Missing effects: If you bounce the whole mix, meaning all tracks, no effects that you hear when you play should be missing when you bounce. Unless you bounce specific buses and solo/mute something. Check your routings again and solo/listen to stuff to make sure it´s really there in the first place. If it still happens, try to route it other ways and see if you can bypass the problem.
BUS vs AUX: Use the send function on individual tracks to send them to buses. Logics mixer will automatically set up an aux track for that BUS you selected to send it to. Hence the AUX IS the BUS. At least in this case.
Just keep in mind the 2 different ways of doing this in Logic, you can send "a copy" of the signal to a bus or you can route the output of a signal to a bus. If you send "a copy" by pressing the send box in the track inspector, remember to turn the little circular meter for how much of the signal you want to send. Holding alt while clicking that circular meter sets the send to 0db send wich might be good. Play around and test. No matter if you use the SEND or route the output of a track to something else than the standard output1-2, logic will make the AUX track in the mixer. The AUX is the SUB buss. They are identical in such a scenario. The AUX will also be named BUS X where X is the bus number you selected from the drop down menu.

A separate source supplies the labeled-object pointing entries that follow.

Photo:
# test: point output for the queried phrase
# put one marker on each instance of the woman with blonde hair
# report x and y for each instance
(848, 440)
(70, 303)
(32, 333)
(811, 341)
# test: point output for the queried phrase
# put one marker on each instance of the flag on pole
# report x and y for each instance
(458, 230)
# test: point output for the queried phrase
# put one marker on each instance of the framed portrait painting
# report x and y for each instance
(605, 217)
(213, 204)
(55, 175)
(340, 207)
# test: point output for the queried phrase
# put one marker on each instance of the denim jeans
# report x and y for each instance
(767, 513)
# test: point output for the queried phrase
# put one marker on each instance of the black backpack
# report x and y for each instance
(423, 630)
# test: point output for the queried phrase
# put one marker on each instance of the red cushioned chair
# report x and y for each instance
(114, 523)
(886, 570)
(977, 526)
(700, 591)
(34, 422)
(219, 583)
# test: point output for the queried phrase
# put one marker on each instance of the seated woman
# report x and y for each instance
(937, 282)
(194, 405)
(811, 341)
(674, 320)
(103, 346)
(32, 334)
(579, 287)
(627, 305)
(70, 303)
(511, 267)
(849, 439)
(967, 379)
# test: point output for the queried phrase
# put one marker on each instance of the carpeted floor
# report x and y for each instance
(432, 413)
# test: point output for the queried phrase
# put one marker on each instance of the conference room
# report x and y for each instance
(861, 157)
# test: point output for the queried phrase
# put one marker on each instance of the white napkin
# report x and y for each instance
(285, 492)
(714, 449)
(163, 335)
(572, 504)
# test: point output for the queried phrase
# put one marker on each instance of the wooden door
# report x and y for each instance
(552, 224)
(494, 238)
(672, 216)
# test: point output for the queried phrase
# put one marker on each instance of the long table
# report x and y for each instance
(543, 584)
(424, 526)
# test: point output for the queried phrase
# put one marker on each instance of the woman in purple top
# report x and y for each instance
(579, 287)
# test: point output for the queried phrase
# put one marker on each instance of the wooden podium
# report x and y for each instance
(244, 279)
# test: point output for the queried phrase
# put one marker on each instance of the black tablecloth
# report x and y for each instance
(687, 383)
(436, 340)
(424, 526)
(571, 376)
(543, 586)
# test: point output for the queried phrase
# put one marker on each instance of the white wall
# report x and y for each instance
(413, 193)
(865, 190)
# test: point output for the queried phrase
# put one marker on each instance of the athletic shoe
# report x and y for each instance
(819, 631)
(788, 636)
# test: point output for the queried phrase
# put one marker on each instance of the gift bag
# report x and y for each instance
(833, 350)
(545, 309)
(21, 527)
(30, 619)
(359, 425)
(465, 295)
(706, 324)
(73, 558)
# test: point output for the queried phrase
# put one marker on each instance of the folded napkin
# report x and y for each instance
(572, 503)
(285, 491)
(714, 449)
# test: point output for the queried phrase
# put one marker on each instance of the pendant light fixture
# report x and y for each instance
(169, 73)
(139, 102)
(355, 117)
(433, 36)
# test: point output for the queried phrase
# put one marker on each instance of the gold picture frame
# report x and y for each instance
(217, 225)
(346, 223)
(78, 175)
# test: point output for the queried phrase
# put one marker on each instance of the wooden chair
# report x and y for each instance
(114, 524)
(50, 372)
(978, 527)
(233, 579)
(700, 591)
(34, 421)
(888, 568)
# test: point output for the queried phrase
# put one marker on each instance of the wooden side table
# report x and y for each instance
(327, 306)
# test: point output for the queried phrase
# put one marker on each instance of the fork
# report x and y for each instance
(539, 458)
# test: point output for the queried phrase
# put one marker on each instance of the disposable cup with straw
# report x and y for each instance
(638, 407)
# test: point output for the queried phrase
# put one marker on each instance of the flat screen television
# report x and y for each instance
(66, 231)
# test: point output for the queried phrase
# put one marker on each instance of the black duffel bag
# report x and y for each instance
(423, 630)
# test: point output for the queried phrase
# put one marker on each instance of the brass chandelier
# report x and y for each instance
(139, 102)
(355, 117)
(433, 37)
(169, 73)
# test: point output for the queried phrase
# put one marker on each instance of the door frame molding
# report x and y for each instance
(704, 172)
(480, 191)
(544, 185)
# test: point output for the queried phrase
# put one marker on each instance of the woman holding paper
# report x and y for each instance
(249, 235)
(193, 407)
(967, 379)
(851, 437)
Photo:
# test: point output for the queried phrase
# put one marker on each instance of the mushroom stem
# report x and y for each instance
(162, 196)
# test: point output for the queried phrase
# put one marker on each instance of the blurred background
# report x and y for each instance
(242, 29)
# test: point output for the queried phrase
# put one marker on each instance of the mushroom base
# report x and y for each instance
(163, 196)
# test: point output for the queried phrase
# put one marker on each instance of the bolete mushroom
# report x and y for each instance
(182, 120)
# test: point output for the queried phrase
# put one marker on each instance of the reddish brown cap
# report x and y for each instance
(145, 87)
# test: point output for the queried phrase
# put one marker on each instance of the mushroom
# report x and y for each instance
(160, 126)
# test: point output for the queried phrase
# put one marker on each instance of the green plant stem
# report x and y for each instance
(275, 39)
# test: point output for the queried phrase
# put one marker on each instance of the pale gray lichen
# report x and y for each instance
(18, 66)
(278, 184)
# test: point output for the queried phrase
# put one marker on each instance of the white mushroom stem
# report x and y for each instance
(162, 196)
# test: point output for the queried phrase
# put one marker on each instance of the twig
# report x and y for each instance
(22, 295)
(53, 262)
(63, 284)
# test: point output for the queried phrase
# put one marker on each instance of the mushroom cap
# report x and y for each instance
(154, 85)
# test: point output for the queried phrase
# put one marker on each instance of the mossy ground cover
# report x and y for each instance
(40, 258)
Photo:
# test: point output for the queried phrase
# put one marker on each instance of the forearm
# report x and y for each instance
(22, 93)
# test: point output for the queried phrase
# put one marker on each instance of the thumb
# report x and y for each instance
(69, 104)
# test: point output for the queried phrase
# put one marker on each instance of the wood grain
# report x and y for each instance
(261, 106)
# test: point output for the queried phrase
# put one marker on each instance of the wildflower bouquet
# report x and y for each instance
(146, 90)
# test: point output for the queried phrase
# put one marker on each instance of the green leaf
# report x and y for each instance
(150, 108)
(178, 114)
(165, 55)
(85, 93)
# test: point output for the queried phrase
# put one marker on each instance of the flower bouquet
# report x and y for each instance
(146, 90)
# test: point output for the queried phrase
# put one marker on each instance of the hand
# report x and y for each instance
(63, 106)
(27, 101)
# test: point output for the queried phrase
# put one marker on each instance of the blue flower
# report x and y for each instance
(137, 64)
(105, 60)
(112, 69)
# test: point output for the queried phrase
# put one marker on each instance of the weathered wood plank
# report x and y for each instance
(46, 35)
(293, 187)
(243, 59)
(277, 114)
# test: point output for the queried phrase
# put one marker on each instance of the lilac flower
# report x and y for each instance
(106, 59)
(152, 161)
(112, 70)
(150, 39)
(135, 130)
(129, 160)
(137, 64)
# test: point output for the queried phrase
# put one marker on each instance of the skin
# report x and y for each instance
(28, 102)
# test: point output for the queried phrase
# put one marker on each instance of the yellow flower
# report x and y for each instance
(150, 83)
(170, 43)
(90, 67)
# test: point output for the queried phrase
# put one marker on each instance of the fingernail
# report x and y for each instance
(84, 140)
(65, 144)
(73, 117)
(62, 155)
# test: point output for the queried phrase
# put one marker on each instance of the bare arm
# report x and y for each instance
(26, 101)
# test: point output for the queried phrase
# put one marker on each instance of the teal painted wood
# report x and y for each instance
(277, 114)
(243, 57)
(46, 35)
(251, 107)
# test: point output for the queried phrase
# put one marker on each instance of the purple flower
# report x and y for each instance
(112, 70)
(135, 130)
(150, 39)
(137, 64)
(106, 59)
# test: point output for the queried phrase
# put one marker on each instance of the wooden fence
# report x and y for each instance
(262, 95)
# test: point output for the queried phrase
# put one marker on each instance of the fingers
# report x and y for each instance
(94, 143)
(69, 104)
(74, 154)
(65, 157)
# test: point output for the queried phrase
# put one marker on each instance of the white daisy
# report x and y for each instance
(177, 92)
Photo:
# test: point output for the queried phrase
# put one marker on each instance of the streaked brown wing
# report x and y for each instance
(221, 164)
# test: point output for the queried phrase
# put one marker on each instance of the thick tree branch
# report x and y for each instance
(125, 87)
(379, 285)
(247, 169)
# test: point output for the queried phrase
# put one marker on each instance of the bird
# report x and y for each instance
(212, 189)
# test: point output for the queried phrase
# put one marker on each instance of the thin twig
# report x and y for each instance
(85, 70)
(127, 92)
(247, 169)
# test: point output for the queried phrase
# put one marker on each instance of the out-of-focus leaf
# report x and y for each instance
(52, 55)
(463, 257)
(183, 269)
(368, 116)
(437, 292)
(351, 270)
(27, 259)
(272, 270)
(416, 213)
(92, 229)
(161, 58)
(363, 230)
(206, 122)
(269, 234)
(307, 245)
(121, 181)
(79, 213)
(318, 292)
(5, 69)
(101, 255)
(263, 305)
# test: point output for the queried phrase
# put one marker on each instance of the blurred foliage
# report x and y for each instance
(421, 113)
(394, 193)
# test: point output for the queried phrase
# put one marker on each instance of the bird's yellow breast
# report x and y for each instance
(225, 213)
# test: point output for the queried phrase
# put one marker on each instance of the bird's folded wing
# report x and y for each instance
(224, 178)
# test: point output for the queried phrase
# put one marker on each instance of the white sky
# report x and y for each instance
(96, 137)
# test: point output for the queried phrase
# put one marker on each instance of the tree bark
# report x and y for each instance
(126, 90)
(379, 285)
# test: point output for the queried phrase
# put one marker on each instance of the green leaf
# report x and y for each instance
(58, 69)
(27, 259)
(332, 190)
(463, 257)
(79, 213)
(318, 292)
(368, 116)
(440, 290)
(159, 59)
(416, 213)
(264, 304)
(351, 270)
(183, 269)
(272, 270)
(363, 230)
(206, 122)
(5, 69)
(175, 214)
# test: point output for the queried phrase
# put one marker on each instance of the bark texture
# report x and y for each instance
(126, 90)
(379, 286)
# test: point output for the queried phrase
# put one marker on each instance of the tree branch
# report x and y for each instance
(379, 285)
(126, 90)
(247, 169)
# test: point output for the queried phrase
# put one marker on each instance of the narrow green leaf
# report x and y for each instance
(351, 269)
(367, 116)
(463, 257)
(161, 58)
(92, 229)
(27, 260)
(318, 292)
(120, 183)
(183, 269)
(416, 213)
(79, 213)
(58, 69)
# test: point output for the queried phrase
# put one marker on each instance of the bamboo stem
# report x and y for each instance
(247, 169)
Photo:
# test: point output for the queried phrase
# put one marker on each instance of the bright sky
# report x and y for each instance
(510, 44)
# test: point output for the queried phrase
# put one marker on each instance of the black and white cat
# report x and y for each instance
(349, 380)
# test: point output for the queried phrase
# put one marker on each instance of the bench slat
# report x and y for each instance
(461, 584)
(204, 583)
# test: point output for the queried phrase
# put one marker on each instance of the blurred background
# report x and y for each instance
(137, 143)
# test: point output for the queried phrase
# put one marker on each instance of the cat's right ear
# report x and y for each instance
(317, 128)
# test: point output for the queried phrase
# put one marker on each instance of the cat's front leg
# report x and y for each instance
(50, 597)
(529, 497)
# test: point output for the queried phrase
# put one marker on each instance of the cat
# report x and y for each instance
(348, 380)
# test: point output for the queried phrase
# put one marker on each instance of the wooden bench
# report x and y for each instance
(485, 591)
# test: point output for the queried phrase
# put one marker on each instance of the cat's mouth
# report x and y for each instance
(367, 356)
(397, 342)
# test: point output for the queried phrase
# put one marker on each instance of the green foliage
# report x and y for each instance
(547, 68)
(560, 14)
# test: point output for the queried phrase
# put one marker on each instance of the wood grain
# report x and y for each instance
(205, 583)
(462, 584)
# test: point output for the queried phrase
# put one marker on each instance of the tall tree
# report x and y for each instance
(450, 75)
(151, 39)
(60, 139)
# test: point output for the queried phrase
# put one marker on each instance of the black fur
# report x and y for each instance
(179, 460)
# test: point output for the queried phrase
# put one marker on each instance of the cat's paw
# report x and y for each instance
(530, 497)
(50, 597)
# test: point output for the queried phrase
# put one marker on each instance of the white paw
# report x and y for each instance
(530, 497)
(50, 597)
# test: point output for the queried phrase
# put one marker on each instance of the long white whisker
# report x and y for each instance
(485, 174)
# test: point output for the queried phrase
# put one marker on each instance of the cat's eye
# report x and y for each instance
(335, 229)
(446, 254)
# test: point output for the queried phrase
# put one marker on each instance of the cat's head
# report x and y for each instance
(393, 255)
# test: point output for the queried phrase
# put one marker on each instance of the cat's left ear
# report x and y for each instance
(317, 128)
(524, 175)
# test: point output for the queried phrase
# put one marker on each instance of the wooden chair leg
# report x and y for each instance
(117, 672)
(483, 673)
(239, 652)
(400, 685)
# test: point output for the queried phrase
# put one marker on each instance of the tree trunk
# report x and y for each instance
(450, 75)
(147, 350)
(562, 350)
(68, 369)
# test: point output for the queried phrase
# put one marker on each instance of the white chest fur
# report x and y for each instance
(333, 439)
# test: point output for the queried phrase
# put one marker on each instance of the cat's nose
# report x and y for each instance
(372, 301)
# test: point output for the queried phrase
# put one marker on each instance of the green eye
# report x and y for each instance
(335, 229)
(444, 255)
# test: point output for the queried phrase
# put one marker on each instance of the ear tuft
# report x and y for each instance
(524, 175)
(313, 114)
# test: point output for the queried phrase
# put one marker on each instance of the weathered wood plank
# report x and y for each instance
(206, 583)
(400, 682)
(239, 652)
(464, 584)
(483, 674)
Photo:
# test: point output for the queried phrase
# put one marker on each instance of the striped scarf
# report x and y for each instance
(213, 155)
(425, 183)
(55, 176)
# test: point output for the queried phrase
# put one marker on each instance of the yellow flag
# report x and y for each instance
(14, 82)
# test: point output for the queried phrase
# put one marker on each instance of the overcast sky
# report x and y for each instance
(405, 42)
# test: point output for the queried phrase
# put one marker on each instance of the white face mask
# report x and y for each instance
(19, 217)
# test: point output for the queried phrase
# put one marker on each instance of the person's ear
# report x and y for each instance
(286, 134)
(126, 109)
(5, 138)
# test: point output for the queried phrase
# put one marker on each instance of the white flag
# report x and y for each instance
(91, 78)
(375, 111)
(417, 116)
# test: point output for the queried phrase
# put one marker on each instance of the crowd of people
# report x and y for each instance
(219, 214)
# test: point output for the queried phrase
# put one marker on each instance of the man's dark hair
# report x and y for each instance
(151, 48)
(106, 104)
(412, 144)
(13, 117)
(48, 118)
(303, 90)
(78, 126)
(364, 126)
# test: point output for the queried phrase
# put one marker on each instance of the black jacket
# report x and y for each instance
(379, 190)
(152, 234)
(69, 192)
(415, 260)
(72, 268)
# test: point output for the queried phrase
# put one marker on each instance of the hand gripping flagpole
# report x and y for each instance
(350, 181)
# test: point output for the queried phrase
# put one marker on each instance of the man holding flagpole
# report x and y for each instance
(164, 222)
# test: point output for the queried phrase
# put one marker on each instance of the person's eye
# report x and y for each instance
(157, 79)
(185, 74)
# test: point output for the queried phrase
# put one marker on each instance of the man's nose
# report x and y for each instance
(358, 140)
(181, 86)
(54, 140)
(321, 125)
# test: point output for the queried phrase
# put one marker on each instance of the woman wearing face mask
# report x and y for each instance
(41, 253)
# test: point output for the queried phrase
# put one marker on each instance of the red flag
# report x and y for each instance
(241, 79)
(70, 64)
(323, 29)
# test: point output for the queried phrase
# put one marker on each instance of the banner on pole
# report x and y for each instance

Here is a setup of a couple of SUB-groups (buses) and how you could use them.
Your bass sound is made up of 3 bass tracks. Instead of sending them to
output 1-2, change the output to say
BASS SUB MIX (This BASS SUB MIX-bus will automatically be routed into Output1-2 unless you tell it otherwise.) This way you can apply one
plugin for all those 3 tracks on the sub-group.
You can set up several sub groups like that. The advantages are easy to see. Lets say you have some choir arrangements (7 tracks) and a nice pad/strings arrangement (9 track). You adjust the volume perfectly for these 16 tracks by soloing the 7 choir tracks first, later the 9 pad/strings tracks and they play perfectly fine. Later in the mix you find out that you need to carve som space in the 7 choir tracks with EQ, and you need to reduce the volume of the 9 pad/strings tracks and also you need to EQ them a little. That can all be done on the BUS instead of on all tracks one by one. There are a lot of better examples how BUSses can make it easier for you when projects grow more and more complex.
Send your groups to new groups? Yes that is handy if you for exampel want to apply a bandpass or whatever effect to say, just the music/beat but keep the vocals untouched. Then grouping all vocal BUS/tracks to i.e.
VOCAL SUB MASTER and all music SUB- busses to
INSTRUMENT SUB MASTER. These two are again routed to OUTPUT 1-2.
I remember back in the days when I could not grasp the concept of SUB-busses. It is really an easy concept. Just play around with leading tracks to busses.
Really have no idea if this came across as understandable. Feel free to ask.
There is also alot of good youtube videos on subgrouping in logic.